Minnesota Gov. Tim Walz (D), the vice presidential running mate to Vice President Harris, wasn’t in Hong Kong when protests erupted in China’s Tiananmen Square in 1989, despite his previous claims.
That’s been established and, without fully explaining why he lied and said he arrived overseas months earlier than he really did in 1989, he said during Tuesday’s vice presidential debate that he’s “a knucklehead at times.”
“I will get caught up in the rhetoric. But being there, the impact it made, the difference it made in my life. I learned a lot about China,” he said.
On Wednesday, he attempted again to provide context to the falsehood.
“I got my dates wrong. I was in Hong Kong in 1989 … It was profound for me,” he told reporters during a campaign stop, adding he felt his experience helped grow his appreciation for democracy.
The Tiananmen Square story is among other false or embellished claims that Walz, 60, has made through the years that have come back to confront him since he leapt onto the national stage and joined the Democratic presidential ticket in August.
Like others, it’s appeared hard to explain away, beyond being an exaggeration of his actual experiences.
The Hong Kong claim isn’t one he frequently repeats, nor is it one he’s appeared to levy for power. It was not part of his early biographies, even those that mentioned his travels to China and the year he spent teaching abroad.
In a recent Minnesota Public Radio story on Walz’s broader China experience after he was plucked from near-obscurity in the Midwest to be Harris’s running mate, the outlet noted that a 2014 quote from Walz in a Congressional hearing marking the massacre’s 25th anniversary didn’t match up with an August 1989 story in a local newspaper that said Walz was about to leave for China — putting his arrival months after the June 4, 1989, massacre.
Walz had told the panel he was in Hong Kong “as the events were unfolding” because of his year abroad teaching in China.

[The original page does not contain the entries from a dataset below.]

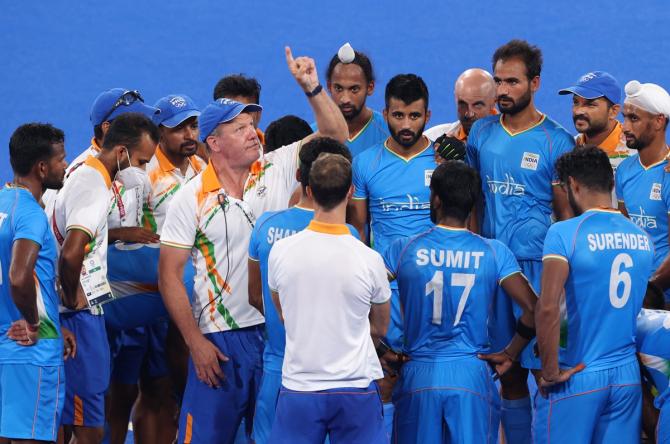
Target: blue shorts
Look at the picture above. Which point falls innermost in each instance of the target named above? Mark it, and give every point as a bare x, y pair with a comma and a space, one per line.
452, 401
214, 415
140, 351
87, 374
346, 415
31, 401
601, 406
502, 324
266, 403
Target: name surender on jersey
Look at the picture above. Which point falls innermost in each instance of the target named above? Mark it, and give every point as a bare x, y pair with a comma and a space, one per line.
448, 258
618, 241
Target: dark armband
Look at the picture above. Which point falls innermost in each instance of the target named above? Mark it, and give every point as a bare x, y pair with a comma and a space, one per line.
524, 331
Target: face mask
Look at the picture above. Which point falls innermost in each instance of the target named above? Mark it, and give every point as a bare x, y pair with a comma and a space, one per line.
131, 177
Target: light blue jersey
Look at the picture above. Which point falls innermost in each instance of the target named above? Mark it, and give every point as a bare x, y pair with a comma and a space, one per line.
373, 133
397, 191
21, 217
447, 279
653, 346
645, 193
517, 172
610, 261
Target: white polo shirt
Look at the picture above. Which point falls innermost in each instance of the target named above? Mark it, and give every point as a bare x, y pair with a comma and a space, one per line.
219, 240
83, 204
327, 280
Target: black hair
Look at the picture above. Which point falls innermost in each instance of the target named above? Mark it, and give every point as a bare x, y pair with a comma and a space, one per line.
31, 143
313, 149
588, 165
237, 85
127, 129
458, 187
360, 59
284, 131
408, 88
330, 180
529, 54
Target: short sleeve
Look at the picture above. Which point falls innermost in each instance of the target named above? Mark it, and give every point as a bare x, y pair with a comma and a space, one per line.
30, 223
381, 290
181, 221
554, 245
359, 179
506, 263
85, 208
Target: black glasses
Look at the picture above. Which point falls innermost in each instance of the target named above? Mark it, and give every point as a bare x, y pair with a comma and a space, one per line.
126, 99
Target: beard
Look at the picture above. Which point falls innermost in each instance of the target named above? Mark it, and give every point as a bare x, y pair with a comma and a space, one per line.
514, 106
411, 139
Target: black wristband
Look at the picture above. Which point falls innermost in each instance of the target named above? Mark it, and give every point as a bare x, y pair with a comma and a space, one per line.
524, 331
315, 91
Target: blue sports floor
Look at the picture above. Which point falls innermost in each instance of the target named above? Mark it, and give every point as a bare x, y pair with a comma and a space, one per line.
58, 55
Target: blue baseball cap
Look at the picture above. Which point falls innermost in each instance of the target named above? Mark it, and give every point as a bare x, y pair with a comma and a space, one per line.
222, 111
596, 84
116, 101
174, 109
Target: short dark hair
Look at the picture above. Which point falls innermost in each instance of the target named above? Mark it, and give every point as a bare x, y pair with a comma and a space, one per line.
407, 87
127, 130
284, 131
360, 59
588, 165
237, 85
31, 143
330, 180
529, 54
313, 149
458, 187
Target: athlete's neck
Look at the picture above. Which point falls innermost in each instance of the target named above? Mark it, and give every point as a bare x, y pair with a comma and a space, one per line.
522, 120
32, 184
598, 138
356, 124
232, 179
655, 152
178, 160
408, 152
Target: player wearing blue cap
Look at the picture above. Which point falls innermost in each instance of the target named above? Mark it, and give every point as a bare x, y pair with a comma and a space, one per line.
447, 278
211, 218
78, 218
350, 83
271, 227
515, 154
32, 384
599, 262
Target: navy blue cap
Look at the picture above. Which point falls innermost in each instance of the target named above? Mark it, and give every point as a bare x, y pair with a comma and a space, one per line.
596, 84
174, 109
104, 108
222, 111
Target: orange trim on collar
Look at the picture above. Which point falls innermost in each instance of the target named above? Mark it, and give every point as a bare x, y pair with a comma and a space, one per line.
322, 227
210, 181
94, 163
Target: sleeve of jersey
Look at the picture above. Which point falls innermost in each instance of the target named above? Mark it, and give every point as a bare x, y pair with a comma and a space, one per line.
31, 223
359, 179
554, 245
181, 222
85, 208
381, 290
505, 261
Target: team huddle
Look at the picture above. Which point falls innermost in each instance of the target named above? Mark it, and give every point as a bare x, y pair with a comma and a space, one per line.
360, 279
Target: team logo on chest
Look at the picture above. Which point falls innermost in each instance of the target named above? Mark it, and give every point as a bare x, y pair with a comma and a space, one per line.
530, 161
655, 193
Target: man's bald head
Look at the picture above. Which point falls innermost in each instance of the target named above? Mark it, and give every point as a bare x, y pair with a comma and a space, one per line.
475, 94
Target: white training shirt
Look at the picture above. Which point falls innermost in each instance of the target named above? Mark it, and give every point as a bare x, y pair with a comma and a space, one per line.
219, 241
83, 204
327, 280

“As a young man I was just going to teach high school in Foshan in Guangdong province and was in Hong Kong in May 1989. As the events were unfolding, several of us went in. I still remember the train station in Hong Kong,” he said. “There was a large number of people — especially Europeans, I think — very angry that we would still go after what had happened.”
Five years earlier, during a similar hearing to mark the 20th anniversary, Walz told a slightly different version of the story with a still incorrect timeline, a transcript first reported by The Associated Press shows.
“Twenty years ago today I was in Hong Kong preparing to go to [Foshan] to teach at [Foshan] Number One Middle School. And I can tell you that for people of my generation, here, too, what you were doing in the democracy, that you were asking for and what the goddess of democracy symbolized was as strong for us as it was for you. It reinforced all that we care about, all of those things that we hold most dear.”
“To watch what happened at the end of the day on June 4 was something that many of us will never forget, we pledge to never forget, and bearing witness and accurate telling of history is absolutely crucial for any nation to move forward,” he added.
He told another version of the story still placing himself in Asia during the massacre during a 2019 radio interview unearthed by CNN.
“I was in Hong Kong on June 4, 1989, when, of course, Tiananmen Square happened. And I was in China after that. It was very strange ’cause, of course, all outside transmissions were, were blocked — Voice of America — and, of course, there was no, no phones or email or anything. So I was kind of out of touch. It took me a month to know the Berlin Wall had fallen when I was living there,” he said.
During the debate, Walz tried to explain away his Hong Kong exaggerations by sharing his background as a young teacher in small town Nebraska, who had returned from China to share his appreciation for democracy and for the people fighting for it in the communist country.
“All I said on this was, is, I got there that summer and misspoke on this, so I will just, that’s what I’ve said,” he said. “I was in Hong Kong and China during the democracy protest, went on, and from that, I learned a lot of what needed to be in governance.”
“My community knows who I am. They saw where I was at,” he said.
Minnesota Public Radio’s article noted that Walz became somewhat of a local small-town celebrity and gave many presentations to civic clubs, including Rotary, when he returned from his year teaching in China.
The State Department had warned Americans a few months before he left to stay away because of the “extremely volatile and potentially life-threatening” situation unfolding with the protests.
In the article Minnesota Public Radio unearthed, Walz told the local newspaper before he left that he felt “somewhat apprehensive, but also excited.”
“It will be an interesting experience, I’m sure,” he said.